Perinatal and Early Childhood Health in Île-de-France, 2012–2024.

Key Points

  • The birth rate trend in Île-de-France has been declining for several years, although the region’s birth rate remains higher than the national average. The proportion of women over 35 is significantly higher there than at the national level, with an upward trend since 2012.
  • A majority of women who gave birth in Île-de-France have completed high school or higher, which is above the national average. Nearly 70% of women work during their pregnancy, a proportion that has been steadily increasing since 2010. There has also been an increase in the number of women born abroad, underscoring the importance of equitable access to information, care, and health literacy for all women.
  • A slight increase is noted among women receiving Supplementary Health Coverage (C2S) or State Medical Aid (AME), although AME is not always properly provided to eligible women.

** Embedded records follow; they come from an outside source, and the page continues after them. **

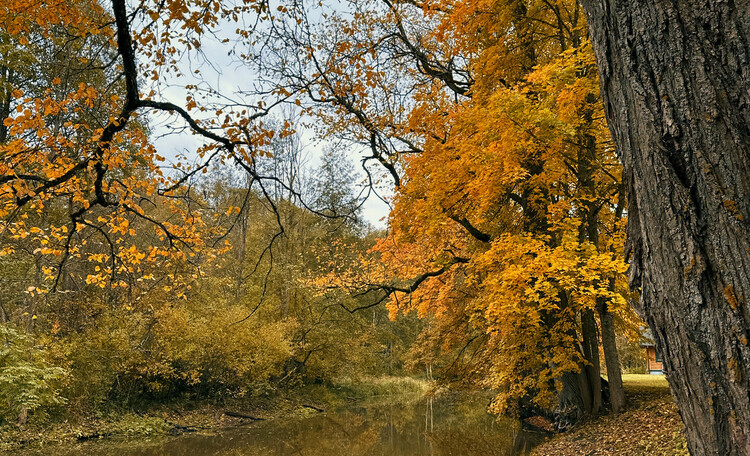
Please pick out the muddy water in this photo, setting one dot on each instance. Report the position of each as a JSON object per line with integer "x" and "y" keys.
{"x": 448, "y": 426}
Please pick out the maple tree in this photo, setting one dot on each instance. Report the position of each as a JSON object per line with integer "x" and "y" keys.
{"x": 508, "y": 216}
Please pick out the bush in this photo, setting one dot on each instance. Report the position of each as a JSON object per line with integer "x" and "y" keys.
{"x": 28, "y": 382}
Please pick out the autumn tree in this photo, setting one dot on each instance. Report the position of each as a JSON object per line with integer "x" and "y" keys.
{"x": 500, "y": 157}
{"x": 673, "y": 75}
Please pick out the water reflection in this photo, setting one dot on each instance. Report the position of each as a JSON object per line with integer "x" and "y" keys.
{"x": 447, "y": 426}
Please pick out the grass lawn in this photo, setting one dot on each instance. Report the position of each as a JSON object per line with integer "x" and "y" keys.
{"x": 650, "y": 426}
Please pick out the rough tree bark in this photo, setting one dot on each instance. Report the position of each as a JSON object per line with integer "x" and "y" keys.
{"x": 675, "y": 78}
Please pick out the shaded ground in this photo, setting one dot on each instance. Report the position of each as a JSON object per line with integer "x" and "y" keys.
{"x": 203, "y": 416}
{"x": 651, "y": 426}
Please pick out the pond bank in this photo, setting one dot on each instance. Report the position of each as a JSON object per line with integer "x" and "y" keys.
{"x": 387, "y": 425}
{"x": 651, "y": 426}
{"x": 188, "y": 417}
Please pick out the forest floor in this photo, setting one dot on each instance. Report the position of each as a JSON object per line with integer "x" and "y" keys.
{"x": 204, "y": 416}
{"x": 650, "y": 426}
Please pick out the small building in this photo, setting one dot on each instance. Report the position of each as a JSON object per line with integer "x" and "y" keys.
{"x": 653, "y": 359}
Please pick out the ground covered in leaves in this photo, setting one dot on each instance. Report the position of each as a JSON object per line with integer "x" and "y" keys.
{"x": 651, "y": 426}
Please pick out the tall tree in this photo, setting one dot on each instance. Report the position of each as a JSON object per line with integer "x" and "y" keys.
{"x": 674, "y": 76}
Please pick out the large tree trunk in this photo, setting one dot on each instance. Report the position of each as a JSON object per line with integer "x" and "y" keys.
{"x": 675, "y": 77}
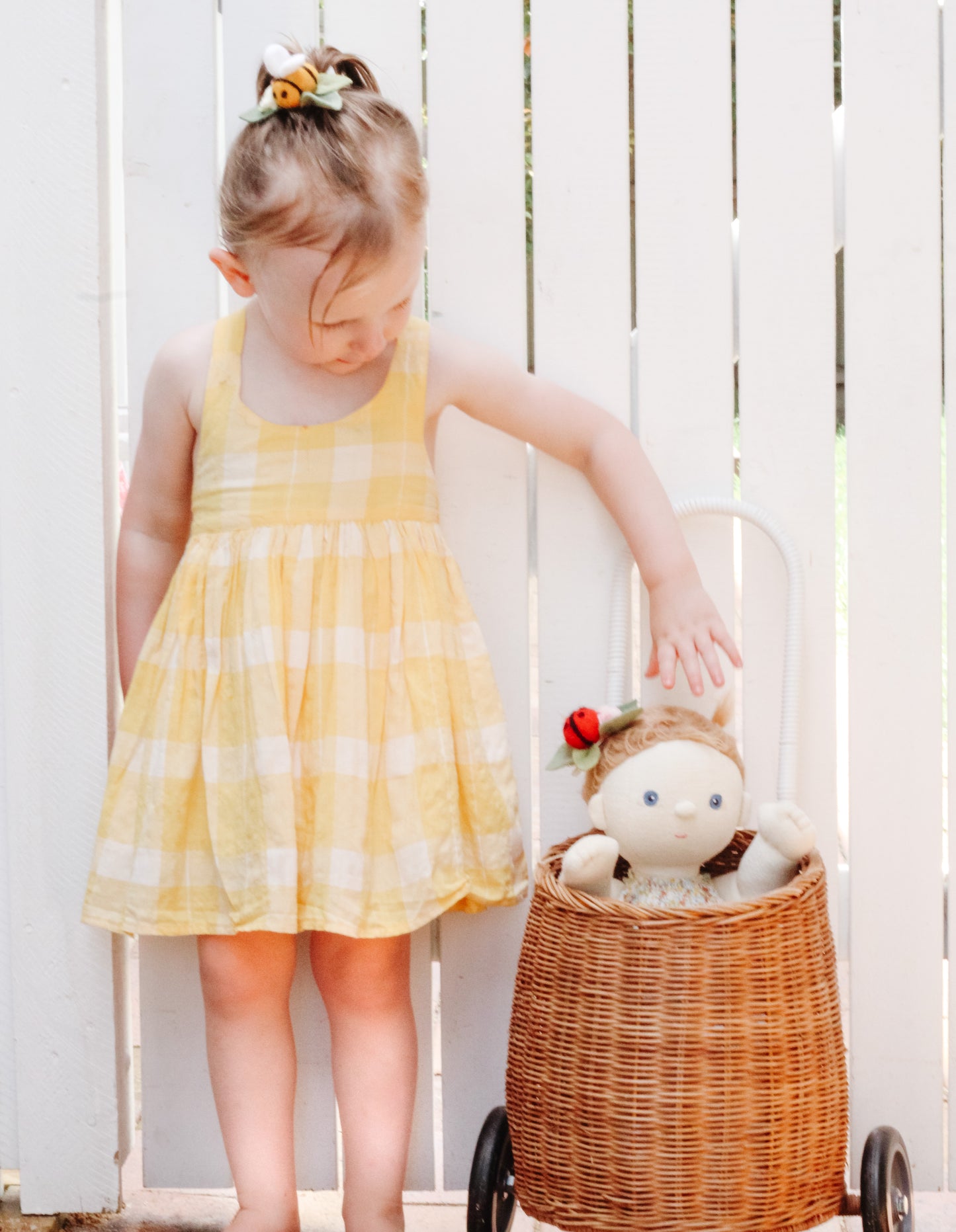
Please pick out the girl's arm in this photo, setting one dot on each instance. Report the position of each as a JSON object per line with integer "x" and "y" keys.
{"x": 490, "y": 387}
{"x": 157, "y": 512}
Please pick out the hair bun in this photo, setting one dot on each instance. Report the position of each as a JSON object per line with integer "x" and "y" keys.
{"x": 330, "y": 60}
{"x": 323, "y": 60}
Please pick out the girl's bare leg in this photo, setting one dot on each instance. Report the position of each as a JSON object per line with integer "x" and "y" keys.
{"x": 365, "y": 985}
{"x": 251, "y": 1055}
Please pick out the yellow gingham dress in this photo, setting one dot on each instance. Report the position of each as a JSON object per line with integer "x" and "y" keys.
{"x": 312, "y": 737}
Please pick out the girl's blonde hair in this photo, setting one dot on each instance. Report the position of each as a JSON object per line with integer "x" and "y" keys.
{"x": 654, "y": 726}
{"x": 350, "y": 179}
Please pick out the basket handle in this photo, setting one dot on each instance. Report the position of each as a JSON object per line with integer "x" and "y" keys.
{"x": 794, "y": 635}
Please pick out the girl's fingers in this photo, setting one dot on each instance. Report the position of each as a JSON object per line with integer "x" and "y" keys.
{"x": 691, "y": 668}
{"x": 667, "y": 661}
{"x": 723, "y": 638}
{"x": 709, "y": 655}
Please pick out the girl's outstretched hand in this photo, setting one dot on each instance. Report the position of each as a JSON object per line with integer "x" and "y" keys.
{"x": 685, "y": 624}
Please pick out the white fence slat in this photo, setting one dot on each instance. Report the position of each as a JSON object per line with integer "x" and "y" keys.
{"x": 893, "y": 401}
{"x": 786, "y": 382}
{"x": 684, "y": 339}
{"x": 949, "y": 301}
{"x": 54, "y": 466}
{"x": 9, "y": 1137}
{"x": 169, "y": 148}
{"x": 170, "y": 164}
{"x": 477, "y": 179}
{"x": 583, "y": 341}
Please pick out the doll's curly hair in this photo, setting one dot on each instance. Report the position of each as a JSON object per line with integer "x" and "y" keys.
{"x": 654, "y": 726}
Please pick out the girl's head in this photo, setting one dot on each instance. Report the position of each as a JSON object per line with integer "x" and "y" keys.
{"x": 323, "y": 217}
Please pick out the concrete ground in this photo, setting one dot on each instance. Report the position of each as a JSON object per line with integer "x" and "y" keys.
{"x": 189, "y": 1210}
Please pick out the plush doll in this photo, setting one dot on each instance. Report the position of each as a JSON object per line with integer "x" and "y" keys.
{"x": 666, "y": 785}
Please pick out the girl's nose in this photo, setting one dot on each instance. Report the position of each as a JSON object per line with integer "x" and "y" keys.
{"x": 369, "y": 344}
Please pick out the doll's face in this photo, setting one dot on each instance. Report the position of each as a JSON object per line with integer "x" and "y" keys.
{"x": 673, "y": 806}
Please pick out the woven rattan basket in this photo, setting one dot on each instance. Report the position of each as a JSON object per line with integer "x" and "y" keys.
{"x": 683, "y": 1070}
{"x": 678, "y": 1071}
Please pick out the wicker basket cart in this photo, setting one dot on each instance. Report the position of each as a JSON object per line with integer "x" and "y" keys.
{"x": 684, "y": 1070}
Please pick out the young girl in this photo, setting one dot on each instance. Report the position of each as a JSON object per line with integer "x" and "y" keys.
{"x": 312, "y": 738}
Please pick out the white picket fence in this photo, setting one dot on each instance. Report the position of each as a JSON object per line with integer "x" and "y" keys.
{"x": 112, "y": 144}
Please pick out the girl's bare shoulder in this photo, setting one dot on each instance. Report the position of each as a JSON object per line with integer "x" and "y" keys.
{"x": 456, "y": 366}
{"x": 189, "y": 352}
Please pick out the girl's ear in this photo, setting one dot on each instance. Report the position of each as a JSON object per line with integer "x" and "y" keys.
{"x": 233, "y": 270}
{"x": 595, "y": 811}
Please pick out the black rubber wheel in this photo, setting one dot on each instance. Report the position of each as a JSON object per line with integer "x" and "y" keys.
{"x": 886, "y": 1183}
{"x": 492, "y": 1183}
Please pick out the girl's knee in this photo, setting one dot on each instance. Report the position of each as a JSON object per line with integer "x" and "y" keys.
{"x": 245, "y": 967}
{"x": 361, "y": 973}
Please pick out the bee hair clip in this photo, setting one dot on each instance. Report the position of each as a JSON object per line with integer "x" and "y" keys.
{"x": 294, "y": 84}
{"x": 586, "y": 728}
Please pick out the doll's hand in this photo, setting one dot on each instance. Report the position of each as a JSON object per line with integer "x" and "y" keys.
{"x": 589, "y": 864}
{"x": 787, "y": 829}
{"x": 684, "y": 624}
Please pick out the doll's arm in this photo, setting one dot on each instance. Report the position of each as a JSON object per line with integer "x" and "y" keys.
{"x": 785, "y": 835}
{"x": 589, "y": 865}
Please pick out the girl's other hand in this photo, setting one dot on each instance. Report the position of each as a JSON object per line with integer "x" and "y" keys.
{"x": 685, "y": 624}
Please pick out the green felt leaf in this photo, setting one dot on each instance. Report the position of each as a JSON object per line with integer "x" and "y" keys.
{"x": 333, "y": 101}
{"x": 587, "y": 758}
{"x": 630, "y": 712}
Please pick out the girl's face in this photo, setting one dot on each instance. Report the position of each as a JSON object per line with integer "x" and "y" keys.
{"x": 360, "y": 321}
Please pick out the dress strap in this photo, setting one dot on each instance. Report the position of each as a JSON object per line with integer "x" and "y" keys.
{"x": 411, "y": 365}
{"x": 222, "y": 378}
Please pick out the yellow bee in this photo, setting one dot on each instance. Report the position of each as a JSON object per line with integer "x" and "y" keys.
{"x": 291, "y": 75}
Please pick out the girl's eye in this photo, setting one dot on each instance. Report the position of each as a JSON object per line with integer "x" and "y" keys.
{"x": 339, "y": 324}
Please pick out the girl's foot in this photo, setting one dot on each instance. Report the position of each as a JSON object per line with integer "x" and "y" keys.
{"x": 260, "y": 1221}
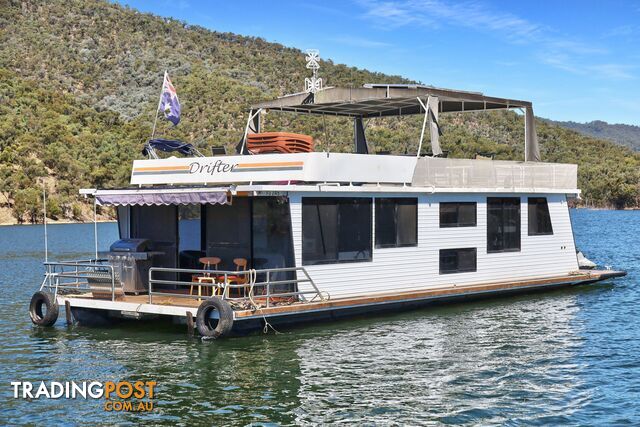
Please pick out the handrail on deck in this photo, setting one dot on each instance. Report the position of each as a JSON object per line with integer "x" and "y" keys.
{"x": 250, "y": 283}
{"x": 75, "y": 277}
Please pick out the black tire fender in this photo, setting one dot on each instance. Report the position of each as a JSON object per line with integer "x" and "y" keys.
{"x": 43, "y": 299}
{"x": 204, "y": 323}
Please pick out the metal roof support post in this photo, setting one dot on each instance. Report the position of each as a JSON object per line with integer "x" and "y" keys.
{"x": 531, "y": 148}
{"x": 359, "y": 136}
{"x": 434, "y": 128}
{"x": 253, "y": 126}
{"x": 430, "y": 115}
{"x": 424, "y": 124}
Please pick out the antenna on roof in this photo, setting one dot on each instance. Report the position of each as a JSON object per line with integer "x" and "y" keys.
{"x": 313, "y": 84}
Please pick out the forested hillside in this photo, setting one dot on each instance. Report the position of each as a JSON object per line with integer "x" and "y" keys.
{"x": 79, "y": 82}
{"x": 627, "y": 135}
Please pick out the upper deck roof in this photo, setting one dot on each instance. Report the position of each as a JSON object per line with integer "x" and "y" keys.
{"x": 380, "y": 100}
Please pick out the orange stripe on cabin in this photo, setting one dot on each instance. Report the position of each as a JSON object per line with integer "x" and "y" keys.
{"x": 266, "y": 165}
{"x": 161, "y": 168}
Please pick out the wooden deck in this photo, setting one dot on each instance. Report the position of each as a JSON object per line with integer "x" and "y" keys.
{"x": 173, "y": 305}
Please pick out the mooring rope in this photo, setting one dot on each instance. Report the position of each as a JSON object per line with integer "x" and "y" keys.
{"x": 253, "y": 275}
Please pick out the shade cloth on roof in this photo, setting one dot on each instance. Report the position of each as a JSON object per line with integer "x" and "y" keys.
{"x": 162, "y": 198}
{"x": 169, "y": 146}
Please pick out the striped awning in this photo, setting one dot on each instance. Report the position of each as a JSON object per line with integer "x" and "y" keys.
{"x": 159, "y": 197}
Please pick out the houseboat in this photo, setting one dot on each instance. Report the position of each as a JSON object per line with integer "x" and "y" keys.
{"x": 280, "y": 233}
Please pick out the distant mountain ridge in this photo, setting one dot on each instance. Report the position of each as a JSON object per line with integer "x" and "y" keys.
{"x": 627, "y": 135}
{"x": 79, "y": 82}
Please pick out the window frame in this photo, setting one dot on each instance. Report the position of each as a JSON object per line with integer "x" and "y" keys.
{"x": 457, "y": 224}
{"x": 547, "y": 213}
{"x": 337, "y": 201}
{"x": 459, "y": 251}
{"x": 396, "y": 224}
{"x": 518, "y": 227}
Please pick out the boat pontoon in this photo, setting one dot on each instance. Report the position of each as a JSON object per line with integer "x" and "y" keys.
{"x": 234, "y": 243}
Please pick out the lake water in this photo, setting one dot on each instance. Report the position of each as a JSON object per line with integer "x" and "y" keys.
{"x": 564, "y": 357}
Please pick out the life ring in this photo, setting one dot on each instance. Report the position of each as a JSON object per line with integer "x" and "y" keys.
{"x": 210, "y": 326}
{"x": 40, "y": 317}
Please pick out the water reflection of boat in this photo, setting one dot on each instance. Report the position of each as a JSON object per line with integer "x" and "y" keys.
{"x": 278, "y": 234}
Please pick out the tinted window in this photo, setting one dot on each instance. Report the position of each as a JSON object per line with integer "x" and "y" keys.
{"x": 458, "y": 214}
{"x": 539, "y": 218}
{"x": 503, "y": 224}
{"x": 458, "y": 260}
{"x": 336, "y": 230}
{"x": 396, "y": 222}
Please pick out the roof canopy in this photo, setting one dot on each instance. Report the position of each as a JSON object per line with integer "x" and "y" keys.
{"x": 379, "y": 100}
{"x": 158, "y": 196}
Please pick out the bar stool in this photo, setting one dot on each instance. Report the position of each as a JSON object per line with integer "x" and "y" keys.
{"x": 207, "y": 262}
{"x": 239, "y": 279}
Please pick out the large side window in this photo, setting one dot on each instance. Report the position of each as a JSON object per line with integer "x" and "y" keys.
{"x": 458, "y": 260}
{"x": 396, "y": 222}
{"x": 458, "y": 214}
{"x": 503, "y": 224}
{"x": 336, "y": 230}
{"x": 539, "y": 218}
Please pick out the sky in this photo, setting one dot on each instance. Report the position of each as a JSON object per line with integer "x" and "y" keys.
{"x": 575, "y": 60}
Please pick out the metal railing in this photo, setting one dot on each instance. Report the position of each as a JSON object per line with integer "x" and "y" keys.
{"x": 80, "y": 276}
{"x": 244, "y": 284}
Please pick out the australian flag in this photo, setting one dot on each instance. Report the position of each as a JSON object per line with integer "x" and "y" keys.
{"x": 169, "y": 102}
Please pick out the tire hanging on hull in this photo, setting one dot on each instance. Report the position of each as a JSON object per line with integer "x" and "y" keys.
{"x": 40, "y": 300}
{"x": 210, "y": 327}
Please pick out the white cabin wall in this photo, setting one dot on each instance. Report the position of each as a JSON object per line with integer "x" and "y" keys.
{"x": 410, "y": 268}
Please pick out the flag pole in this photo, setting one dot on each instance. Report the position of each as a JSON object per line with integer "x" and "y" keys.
{"x": 155, "y": 120}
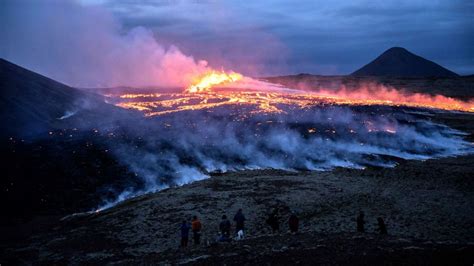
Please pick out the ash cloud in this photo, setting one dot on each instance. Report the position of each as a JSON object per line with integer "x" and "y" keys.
{"x": 85, "y": 46}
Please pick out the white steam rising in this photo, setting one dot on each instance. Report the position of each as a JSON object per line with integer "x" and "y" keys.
{"x": 183, "y": 147}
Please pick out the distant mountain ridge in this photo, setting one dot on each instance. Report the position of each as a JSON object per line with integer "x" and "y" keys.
{"x": 399, "y": 62}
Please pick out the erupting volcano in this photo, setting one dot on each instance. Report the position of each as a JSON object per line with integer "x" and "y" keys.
{"x": 220, "y": 88}
{"x": 130, "y": 128}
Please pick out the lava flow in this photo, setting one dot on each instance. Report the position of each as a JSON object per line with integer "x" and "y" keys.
{"x": 216, "y": 89}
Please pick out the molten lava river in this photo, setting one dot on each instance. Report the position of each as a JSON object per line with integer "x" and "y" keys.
{"x": 229, "y": 122}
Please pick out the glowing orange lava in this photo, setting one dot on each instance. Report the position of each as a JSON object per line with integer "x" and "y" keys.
{"x": 212, "y": 78}
{"x": 208, "y": 92}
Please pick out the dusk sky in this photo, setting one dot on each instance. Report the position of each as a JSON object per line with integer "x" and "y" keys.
{"x": 63, "y": 38}
{"x": 325, "y": 37}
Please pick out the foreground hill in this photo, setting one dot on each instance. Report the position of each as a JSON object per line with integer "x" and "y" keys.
{"x": 33, "y": 104}
{"x": 399, "y": 62}
{"x": 427, "y": 206}
{"x": 54, "y": 148}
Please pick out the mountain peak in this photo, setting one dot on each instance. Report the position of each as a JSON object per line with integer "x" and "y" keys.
{"x": 398, "y": 61}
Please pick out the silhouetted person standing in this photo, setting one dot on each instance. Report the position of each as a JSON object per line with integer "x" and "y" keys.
{"x": 224, "y": 227}
{"x": 360, "y": 222}
{"x": 273, "y": 221}
{"x": 239, "y": 220}
{"x": 293, "y": 223}
{"x": 196, "y": 227}
{"x": 382, "y": 227}
{"x": 184, "y": 234}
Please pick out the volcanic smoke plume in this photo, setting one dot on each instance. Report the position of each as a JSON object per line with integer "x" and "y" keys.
{"x": 189, "y": 136}
{"x": 85, "y": 46}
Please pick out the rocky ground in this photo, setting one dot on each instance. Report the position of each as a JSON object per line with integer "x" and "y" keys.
{"x": 427, "y": 206}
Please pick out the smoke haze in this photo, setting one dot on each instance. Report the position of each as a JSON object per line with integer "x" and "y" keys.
{"x": 84, "y": 46}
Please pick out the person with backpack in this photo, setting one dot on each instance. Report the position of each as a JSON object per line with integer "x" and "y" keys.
{"x": 293, "y": 223}
{"x": 196, "y": 227}
{"x": 184, "y": 234}
{"x": 224, "y": 227}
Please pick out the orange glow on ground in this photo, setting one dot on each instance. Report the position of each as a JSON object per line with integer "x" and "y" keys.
{"x": 218, "y": 88}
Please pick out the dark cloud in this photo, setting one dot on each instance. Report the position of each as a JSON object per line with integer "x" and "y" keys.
{"x": 324, "y": 37}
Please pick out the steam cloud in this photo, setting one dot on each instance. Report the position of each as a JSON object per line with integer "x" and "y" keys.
{"x": 84, "y": 46}
{"x": 187, "y": 146}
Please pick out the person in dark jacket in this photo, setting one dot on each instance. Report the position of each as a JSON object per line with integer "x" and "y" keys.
{"x": 224, "y": 227}
{"x": 196, "y": 228}
{"x": 273, "y": 221}
{"x": 382, "y": 227}
{"x": 184, "y": 234}
{"x": 293, "y": 223}
{"x": 360, "y": 222}
{"x": 239, "y": 220}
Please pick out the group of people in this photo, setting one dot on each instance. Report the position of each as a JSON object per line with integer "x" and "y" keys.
{"x": 273, "y": 221}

  • Since 2010, there has been an increase in the number of women who are overweight or obese prior to conception. The rate of pre-existing diabetes is higher in Île-de-France than at the national level, with one of the highest screening rates in the country. Smoking during the third trimester of pregnancy is on the decline, and Île-de-France remains the region with the lowest proportion of female smokers in mainland France (including Corsica). However, there are no data on the use of e-cigarettes and vaping products.
  • Maternal mortality in Île-de-France remains one of the highest in mainland France, with associated factors such as advanced maternal age and common comorbidities like diabetes, hypertension, or obesity.
  • Infant mortality is on the rise: stillbirth and perinatal mortality rates are among the highest in France, with very marked regional disparities, particularly in Seine-Saint-Denis.
  • There has been a decrease in the use of episiotomies, but the rate remains above the national average, with varying practices across departments and a need to assess the impact on severe perineal tears.
  • The rate of refusal of neonatal screening is higher than the national average. Relative under-screening is observed for certain diseases, such as cystic fibrosis, requiring increased vigilance.
  • One of the most concerning findings in this edition relates to perinatal mental health. More than one-third of women (34.8%) report experiencing prolonged sadness or anhedonia during pregnancy, and nearly one in five women exhibit depressive symptoms two months after childbirth—rates that are consistently higher than the national average. At the same time, only 10.0% of women reported having consulted a professional during pregnancy for psychological difficulties.
  • The region makes greater use of specialized care than elsewhere, but lags far behind in Early Postnatal Checkups (14.8% compared to 24.9% nationally), with disparities in access between departments—particularly between Val-d’Oise and Paris, where the gap exceeds 7 percentage points. This disparity calls for a targeted strengthening of screening and referral, particularly in areas with the least healthcare coverage.
  • The restructuring of the obstetric landscape continues: a decline in Type 1 maternity units, and an increase in Type 2B and Type 3 units, consistent with the overrepresentation of extreme and very extreme preterm births in the Île-de-France region. This tiered approach to care, which is clinically necessary, must be accompanied by a focus on accessibility and coordination with local healthcare facilities, particularly for postpartum follow-up, where the rate of home visits remains below the national average.